Why Helio Health's Marcus Liu is betting employer behavioral health pivots to outcomes contracts in 2026

The virtual-first behavioral health category is crowded, margins are compressing, and Liu thinks the survivors will be the ones who can price on outcomes rather than utilization.

By Aclaim Media Staff5 min read

Three years into a Series B and four years into a category that has gone from white-hot to skeptical, Helio Health founder Marcus Liu is making a counter-cyclical bet. The company is rebuilding its commercial contracts around outcomes, not utilization, and Liu argues the rest of the virtual behavioral health market will follow within twelve months.

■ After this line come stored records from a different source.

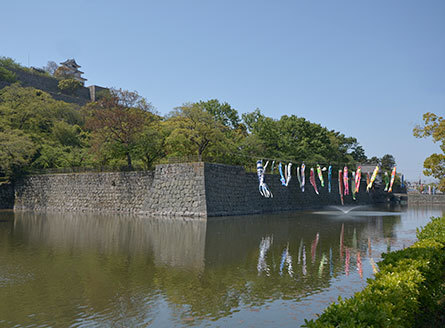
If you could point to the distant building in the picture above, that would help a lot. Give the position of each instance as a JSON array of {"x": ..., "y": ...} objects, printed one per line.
[{"x": 70, "y": 69}]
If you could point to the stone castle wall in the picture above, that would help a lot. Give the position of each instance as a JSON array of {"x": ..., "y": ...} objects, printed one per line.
[
  {"x": 426, "y": 199},
  {"x": 178, "y": 190},
  {"x": 103, "y": 192},
  {"x": 190, "y": 190},
  {"x": 6, "y": 196}
]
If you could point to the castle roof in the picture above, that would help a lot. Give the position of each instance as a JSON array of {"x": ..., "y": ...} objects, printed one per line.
[{"x": 70, "y": 62}]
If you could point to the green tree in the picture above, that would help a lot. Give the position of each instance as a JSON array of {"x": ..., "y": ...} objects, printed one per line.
[
  {"x": 222, "y": 112},
  {"x": 116, "y": 127},
  {"x": 388, "y": 162},
  {"x": 296, "y": 138},
  {"x": 53, "y": 127},
  {"x": 151, "y": 143},
  {"x": 7, "y": 76},
  {"x": 16, "y": 152},
  {"x": 194, "y": 130},
  {"x": 433, "y": 126}
]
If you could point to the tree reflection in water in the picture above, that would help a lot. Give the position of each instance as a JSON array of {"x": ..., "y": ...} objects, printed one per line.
[{"x": 88, "y": 270}]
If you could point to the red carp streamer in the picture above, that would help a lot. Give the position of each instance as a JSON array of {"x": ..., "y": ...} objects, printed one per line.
[
  {"x": 342, "y": 234},
  {"x": 347, "y": 259},
  {"x": 346, "y": 180},
  {"x": 358, "y": 177},
  {"x": 359, "y": 265},
  {"x": 312, "y": 180},
  {"x": 393, "y": 177},
  {"x": 314, "y": 247},
  {"x": 340, "y": 186}
]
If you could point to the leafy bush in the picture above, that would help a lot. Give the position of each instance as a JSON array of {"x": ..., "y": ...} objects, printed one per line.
[
  {"x": 433, "y": 230},
  {"x": 407, "y": 289},
  {"x": 7, "y": 76},
  {"x": 69, "y": 85},
  {"x": 7, "y": 62}
]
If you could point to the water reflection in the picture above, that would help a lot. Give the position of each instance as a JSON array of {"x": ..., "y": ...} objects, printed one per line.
[{"x": 98, "y": 270}]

The pitch is straightforward. Self-insured employers, who footed the bill for the post-pandemic surge in behavioral health investment, have grown tired of paying per session or per member-per-month with no tie to whether anyone actually improves. Liu's read of the market is that procurement teams now want pricing tied to validated outcomes scales (PHQ-9 movement for depression, GAD-7 for anxiety) measured at intake and again at 90 days.

Helio's bet is operational, not philosophical. The company spent two years instrumenting its clinical workflow to capture standardized scales at every visit and built a contracting team capable of negotiating performance corridors that share risk with employers. "Most of the category cannot do this yet," Liu said. "Not because the model is hard. Because the data plumbing is not there."

Employers are tired of paying for access. They will pay for someone getting better.

Skeptics point to the obvious risk: outcomes contracts reward providers who treat patients likely to improve and create selection pressure against the patients who most need help. Liu acknowledged the concern directly. "You build the contract with floors. You measure subgroup outcomes. If you cannot show your model works for the harder cases, you do not get to grow."

Whether the rest of the field follows is an open question. For Liu, the more important point is that the employer purchasing conversation has already changed. "Employers are tired of paying for access," he said. "They will pay for someone getting better."